Changement climatique et migrations: «Il y a des risques de conflits et de tensions dans les zones d’accueil»
MIGRANTS•Jacques Veron, directeur de recherche à l’Institut national d’études démographiques, revient sur les conséquences migratoires du changement climatique…Propos recueillis par Olivier Philippe-Viela
À l’occasion de la conférence de Bonn de 2017 sur les changements climatiques, dit COP23, qui s’achève vendredi en Allemagne, Jacques Veron, directeur de recherche à l’Institut national d’études démographiques, spécialiste des liens entre démographie et écologie, revient pour 20 Minutes sur les conséquences migratoires du changement climatique.
Faut-il s’attendre à une explosion du nombre de réfugiés climatiques ?
Benoît Hamon parlait pendant la présidentielle d’un milliard de personnes déplacées à l’horizon 2050. Sauf que non, c’est totalement irréaliste. Les chiffres qui circulent font état d’environ 25 millions de déplacés climatiques chaque année (23,5 millions en 2016 selon Oxfam). Il faut prendre également en compte la perception en fonction de la taille du pays : en 2015 par exemple, il y a eu des grandes inondations qui ont conduit à des déplacements très importants en Inde, mais dans les îles océaniennes, il y a eu numériquement beaucoup moins de déplacements. Or quand on rapporte à la population nationale, ça faisait 50 % de la population de l’île concernée.
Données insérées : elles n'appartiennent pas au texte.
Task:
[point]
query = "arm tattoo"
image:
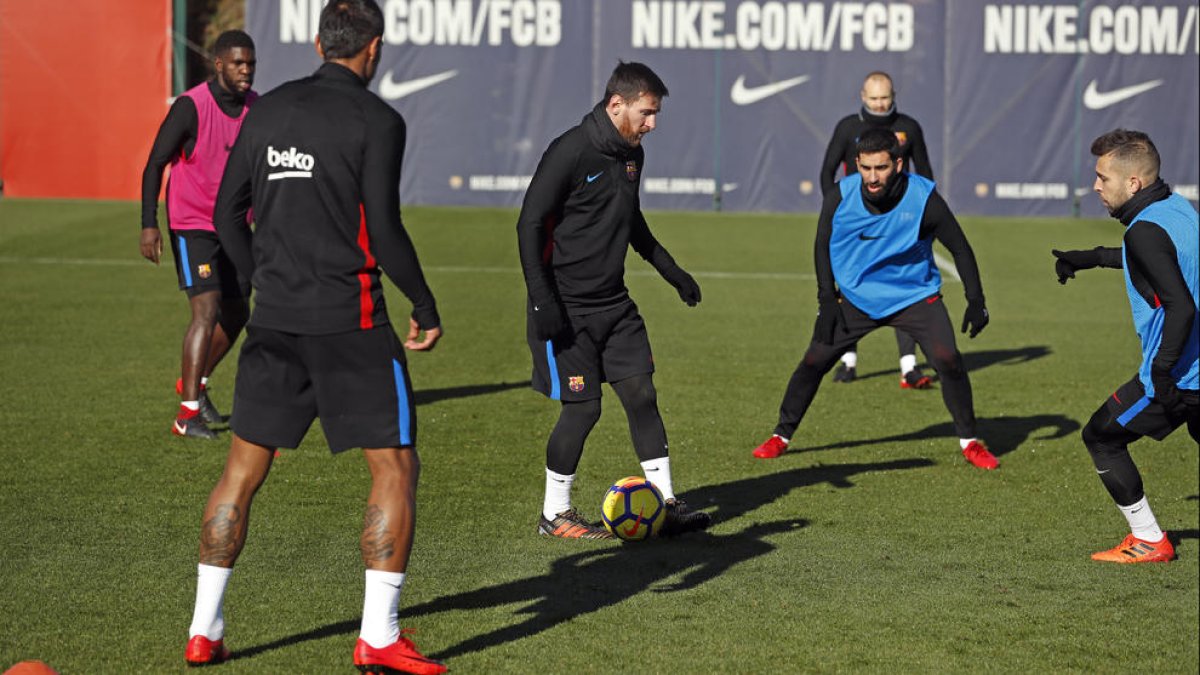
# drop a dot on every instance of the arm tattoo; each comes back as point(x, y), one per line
point(220, 536)
point(378, 544)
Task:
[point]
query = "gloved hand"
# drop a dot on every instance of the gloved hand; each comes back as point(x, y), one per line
point(1165, 392)
point(828, 317)
point(1069, 262)
point(683, 282)
point(549, 318)
point(976, 317)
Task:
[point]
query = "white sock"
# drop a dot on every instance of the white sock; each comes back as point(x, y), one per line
point(208, 619)
point(381, 608)
point(558, 494)
point(658, 471)
point(1141, 521)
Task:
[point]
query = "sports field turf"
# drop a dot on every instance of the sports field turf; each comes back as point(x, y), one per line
point(876, 548)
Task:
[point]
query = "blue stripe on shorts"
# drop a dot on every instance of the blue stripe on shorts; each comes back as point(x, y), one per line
point(556, 389)
point(405, 419)
point(184, 263)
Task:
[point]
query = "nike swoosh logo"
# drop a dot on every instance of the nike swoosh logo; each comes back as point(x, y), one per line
point(743, 95)
point(393, 90)
point(1096, 100)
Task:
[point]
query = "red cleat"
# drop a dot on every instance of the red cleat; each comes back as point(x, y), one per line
point(771, 448)
point(1133, 549)
point(979, 455)
point(397, 657)
point(203, 651)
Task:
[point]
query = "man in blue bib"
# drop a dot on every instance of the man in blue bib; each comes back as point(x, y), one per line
point(1159, 256)
point(875, 267)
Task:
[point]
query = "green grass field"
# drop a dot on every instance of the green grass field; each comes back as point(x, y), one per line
point(876, 548)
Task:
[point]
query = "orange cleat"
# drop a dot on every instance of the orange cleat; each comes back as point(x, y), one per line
point(397, 657)
point(979, 455)
point(203, 651)
point(771, 448)
point(1133, 549)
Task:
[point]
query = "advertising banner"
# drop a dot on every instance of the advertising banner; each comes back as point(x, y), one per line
point(1009, 95)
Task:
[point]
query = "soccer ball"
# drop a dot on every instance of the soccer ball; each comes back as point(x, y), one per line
point(633, 509)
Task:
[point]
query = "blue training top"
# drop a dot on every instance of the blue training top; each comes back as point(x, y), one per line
point(1176, 216)
point(879, 260)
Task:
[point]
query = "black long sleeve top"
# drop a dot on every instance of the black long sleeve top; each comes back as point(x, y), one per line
point(319, 161)
point(177, 135)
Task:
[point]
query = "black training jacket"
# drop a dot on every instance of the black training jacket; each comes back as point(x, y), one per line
point(580, 216)
point(319, 160)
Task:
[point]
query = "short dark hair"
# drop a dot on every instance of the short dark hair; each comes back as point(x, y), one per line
point(1133, 149)
point(877, 139)
point(232, 40)
point(348, 25)
point(633, 79)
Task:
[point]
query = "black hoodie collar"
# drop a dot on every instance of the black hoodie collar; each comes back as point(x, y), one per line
point(875, 119)
point(1156, 191)
point(604, 135)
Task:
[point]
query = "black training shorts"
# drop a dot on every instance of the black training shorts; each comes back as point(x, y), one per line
point(202, 266)
point(1129, 408)
point(355, 382)
point(606, 346)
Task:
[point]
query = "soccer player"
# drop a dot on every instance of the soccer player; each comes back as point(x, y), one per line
point(875, 267)
point(195, 139)
point(879, 111)
point(1158, 255)
point(319, 162)
point(580, 216)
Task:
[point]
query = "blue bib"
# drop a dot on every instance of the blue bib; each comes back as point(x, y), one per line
point(1176, 216)
point(879, 262)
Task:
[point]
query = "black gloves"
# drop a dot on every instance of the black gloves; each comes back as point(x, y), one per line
point(976, 317)
point(828, 317)
point(1165, 392)
point(549, 318)
point(683, 282)
point(1069, 262)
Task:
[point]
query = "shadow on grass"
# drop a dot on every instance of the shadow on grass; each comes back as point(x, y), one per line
point(977, 360)
point(1001, 434)
point(592, 579)
point(424, 396)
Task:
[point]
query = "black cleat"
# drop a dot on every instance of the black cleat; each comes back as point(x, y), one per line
point(681, 519)
point(845, 374)
point(209, 413)
point(193, 426)
point(571, 525)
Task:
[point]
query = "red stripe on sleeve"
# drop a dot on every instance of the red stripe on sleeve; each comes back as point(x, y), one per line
point(366, 306)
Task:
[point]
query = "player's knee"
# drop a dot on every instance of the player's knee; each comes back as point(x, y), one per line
point(637, 393)
point(948, 363)
point(581, 414)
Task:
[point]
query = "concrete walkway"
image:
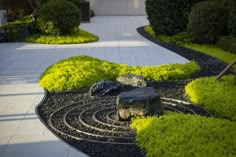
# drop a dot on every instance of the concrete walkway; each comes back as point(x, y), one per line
point(21, 132)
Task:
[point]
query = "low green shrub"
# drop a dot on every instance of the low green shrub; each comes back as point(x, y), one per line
point(227, 43)
point(232, 18)
point(181, 135)
point(217, 96)
point(76, 2)
point(213, 51)
point(58, 17)
point(207, 21)
point(77, 37)
point(169, 16)
point(79, 72)
point(15, 30)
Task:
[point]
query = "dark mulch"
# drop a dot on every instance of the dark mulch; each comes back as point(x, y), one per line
point(89, 123)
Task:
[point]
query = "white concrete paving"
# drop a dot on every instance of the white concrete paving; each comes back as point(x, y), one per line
point(21, 132)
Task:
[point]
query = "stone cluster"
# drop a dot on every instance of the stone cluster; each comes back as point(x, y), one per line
point(134, 98)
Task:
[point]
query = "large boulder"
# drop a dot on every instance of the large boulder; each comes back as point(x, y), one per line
point(138, 102)
point(104, 87)
point(132, 80)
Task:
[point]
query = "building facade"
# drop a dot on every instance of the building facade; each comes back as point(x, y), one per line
point(118, 7)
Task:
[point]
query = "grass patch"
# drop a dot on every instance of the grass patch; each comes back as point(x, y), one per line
point(217, 96)
point(186, 42)
point(78, 37)
point(181, 135)
point(79, 72)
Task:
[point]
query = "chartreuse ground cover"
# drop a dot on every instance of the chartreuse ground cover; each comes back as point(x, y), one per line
point(185, 40)
point(181, 135)
point(82, 71)
point(80, 36)
point(217, 96)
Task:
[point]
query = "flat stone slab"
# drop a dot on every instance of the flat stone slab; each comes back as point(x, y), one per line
point(104, 87)
point(138, 102)
point(132, 80)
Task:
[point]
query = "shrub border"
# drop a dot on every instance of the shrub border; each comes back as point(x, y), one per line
point(207, 68)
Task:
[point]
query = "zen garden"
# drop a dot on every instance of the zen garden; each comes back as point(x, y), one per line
point(110, 109)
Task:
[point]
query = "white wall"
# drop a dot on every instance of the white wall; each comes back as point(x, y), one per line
point(118, 7)
point(3, 18)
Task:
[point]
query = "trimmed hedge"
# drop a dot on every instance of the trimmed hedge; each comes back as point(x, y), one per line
point(181, 135)
point(185, 40)
point(18, 29)
point(207, 21)
point(232, 18)
point(58, 17)
point(78, 37)
point(169, 16)
point(79, 72)
point(217, 96)
point(227, 44)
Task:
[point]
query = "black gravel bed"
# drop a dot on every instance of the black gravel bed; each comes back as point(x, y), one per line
point(90, 124)
point(209, 65)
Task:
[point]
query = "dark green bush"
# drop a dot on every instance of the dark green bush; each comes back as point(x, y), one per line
point(181, 135)
point(232, 18)
point(227, 43)
point(181, 38)
point(217, 96)
point(77, 37)
point(207, 21)
point(17, 30)
point(169, 16)
point(58, 17)
point(76, 2)
point(15, 8)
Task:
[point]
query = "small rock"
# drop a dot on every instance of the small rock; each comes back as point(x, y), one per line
point(104, 87)
point(138, 102)
point(133, 80)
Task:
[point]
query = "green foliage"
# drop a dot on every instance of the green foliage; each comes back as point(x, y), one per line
point(58, 17)
point(169, 16)
point(15, 29)
point(210, 50)
point(76, 2)
point(207, 21)
point(77, 37)
point(232, 18)
point(181, 135)
point(227, 44)
point(218, 96)
point(26, 20)
point(79, 72)
point(213, 51)
point(15, 8)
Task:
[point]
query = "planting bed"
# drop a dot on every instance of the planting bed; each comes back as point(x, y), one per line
point(209, 65)
point(90, 123)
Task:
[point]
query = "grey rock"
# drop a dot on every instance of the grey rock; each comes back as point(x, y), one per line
point(138, 102)
point(104, 87)
point(132, 80)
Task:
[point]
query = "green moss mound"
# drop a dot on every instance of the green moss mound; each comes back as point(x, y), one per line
point(79, 72)
point(180, 135)
point(217, 96)
point(78, 37)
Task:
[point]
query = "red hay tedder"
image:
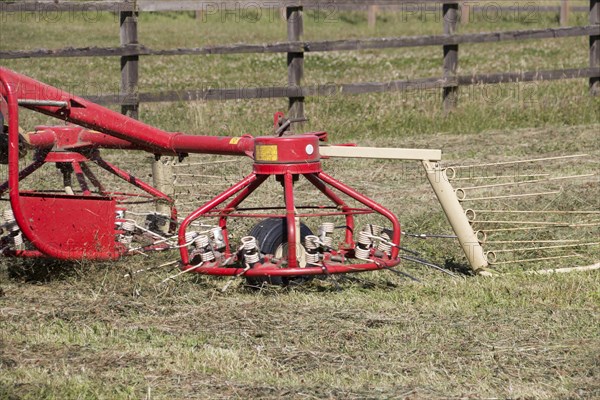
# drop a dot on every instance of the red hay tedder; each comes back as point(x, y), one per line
point(92, 222)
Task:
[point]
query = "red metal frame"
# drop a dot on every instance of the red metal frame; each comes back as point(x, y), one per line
point(286, 157)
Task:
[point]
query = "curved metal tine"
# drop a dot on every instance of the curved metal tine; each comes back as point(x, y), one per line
point(428, 264)
point(401, 273)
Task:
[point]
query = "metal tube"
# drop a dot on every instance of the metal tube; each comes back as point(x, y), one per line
point(456, 215)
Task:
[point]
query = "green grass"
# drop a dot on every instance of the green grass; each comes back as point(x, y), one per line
point(82, 331)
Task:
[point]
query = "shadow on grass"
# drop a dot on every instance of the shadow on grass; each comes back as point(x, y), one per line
point(42, 270)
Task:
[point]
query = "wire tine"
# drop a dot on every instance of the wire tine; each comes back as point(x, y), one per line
point(510, 196)
point(535, 259)
point(402, 273)
point(558, 178)
point(546, 247)
point(527, 228)
point(532, 241)
point(428, 264)
point(520, 161)
point(537, 212)
point(472, 178)
point(522, 223)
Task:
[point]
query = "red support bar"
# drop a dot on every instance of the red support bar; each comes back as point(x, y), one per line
point(371, 204)
point(290, 217)
point(185, 258)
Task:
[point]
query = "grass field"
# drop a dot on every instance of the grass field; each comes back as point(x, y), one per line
point(84, 331)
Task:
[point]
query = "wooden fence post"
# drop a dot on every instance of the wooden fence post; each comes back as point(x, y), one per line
point(162, 174)
point(465, 13)
point(595, 46)
point(295, 61)
point(450, 17)
point(372, 16)
point(564, 12)
point(129, 65)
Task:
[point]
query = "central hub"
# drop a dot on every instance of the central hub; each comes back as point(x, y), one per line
point(296, 154)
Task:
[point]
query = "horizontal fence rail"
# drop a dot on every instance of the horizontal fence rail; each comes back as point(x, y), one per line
point(194, 5)
point(452, 13)
point(350, 89)
point(308, 47)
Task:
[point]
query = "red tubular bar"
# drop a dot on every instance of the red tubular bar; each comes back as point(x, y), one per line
point(30, 169)
point(247, 191)
point(312, 178)
point(285, 157)
point(90, 115)
point(274, 271)
point(185, 257)
point(371, 204)
point(13, 183)
point(290, 216)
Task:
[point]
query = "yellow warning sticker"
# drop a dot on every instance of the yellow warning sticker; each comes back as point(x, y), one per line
point(266, 152)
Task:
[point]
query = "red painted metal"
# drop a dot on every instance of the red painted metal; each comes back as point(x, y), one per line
point(76, 225)
point(83, 226)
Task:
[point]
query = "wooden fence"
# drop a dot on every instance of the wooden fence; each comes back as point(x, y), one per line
point(130, 49)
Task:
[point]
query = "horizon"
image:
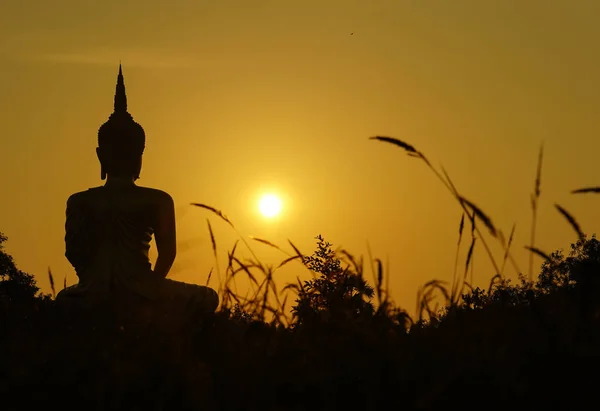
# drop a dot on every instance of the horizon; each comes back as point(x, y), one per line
point(240, 101)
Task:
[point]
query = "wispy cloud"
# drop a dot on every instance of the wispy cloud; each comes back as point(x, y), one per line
point(108, 57)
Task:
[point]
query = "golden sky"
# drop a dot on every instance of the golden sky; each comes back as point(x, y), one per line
point(238, 97)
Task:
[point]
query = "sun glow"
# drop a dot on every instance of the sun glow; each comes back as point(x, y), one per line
point(269, 205)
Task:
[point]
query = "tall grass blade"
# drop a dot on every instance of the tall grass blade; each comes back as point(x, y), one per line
point(51, 277)
point(571, 220)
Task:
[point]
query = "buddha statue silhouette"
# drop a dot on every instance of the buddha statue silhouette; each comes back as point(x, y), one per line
point(109, 228)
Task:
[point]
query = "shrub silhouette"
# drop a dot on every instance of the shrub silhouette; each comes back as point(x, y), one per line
point(16, 286)
point(336, 294)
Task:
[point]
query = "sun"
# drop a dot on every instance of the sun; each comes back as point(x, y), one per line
point(269, 205)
Comment anticiper ces migrations ?
Ce n’est pas mécanique. Ce n’est pas parce qu’il se passe quelque chose que les gens partent. Dans la majorité des cas, ce ne sont pas des déplacements très lointains, ça peut être un exil de deux cents mètres sur une colline. En outre, souvent les gens partent puis reviennent. Il y a une vulnérabilité croissante. Ce que l’on sait, c’est que les densités de population ont augmenté dans beaucoup de pays, dans des zones très exposées aux ouragans et aux cyclones. Même si l’ampleur de la catastrophe climatique ne changeait pas, il y a plus de gens qu’auparavant susceptibles d’en subir les conséquences.
Quelles sont les zones les plus à risque ?
L’urbanisation est un facteur essentiel qui contribue à cette vulnérabilité, avec une concentration d’une part importante de la population sur les zones côtières. Ça touche toutes les villes, même New York lors de Sandy. En Inde par exemple les zones côtières sont très peuplées. Point important : le fait que quand les gens partent, ils vont dans un endroit qui ne les attend pas forcément. On l’a vu avec les sécheresses en Ethiopie, dans la corne de l’Afrique. Des gens sont partis au Kenya par exemple. Il y a des risques de conflits et de tensions dans les zones d’accueil, d’autant que certaines déjà très peuplées ne sont pas favorables à l’accueil de personnes déplacées. On regarde souvent le départ, il faut voir aussi l’arrivée. Au Bangladesh par exemple, beaucoup quittent la région du Delta pour aller à la capitale vivre dans des bidonvilles.
Comment limiter les migrations environnementales ?
Il y a des initiatives imaginées aux Pays-Bas qui se développent pour permettre aux gens de rester sur place le plus possible. Par exemple, il y a un projet de digue pour entourer Jakarta, en Afrique du Sud, parce que la ville s’enfonce. Un autre, « Moteur de sable », qui consiste à déposer une quantité de sable sur les côtes et laisser les courants répartir le sable pour protéger la côte ; le fait de faire des zones d’expansion le long des rivières pour que l’eau puisse couler et ne s’engouffre pas dans une rivière, etc.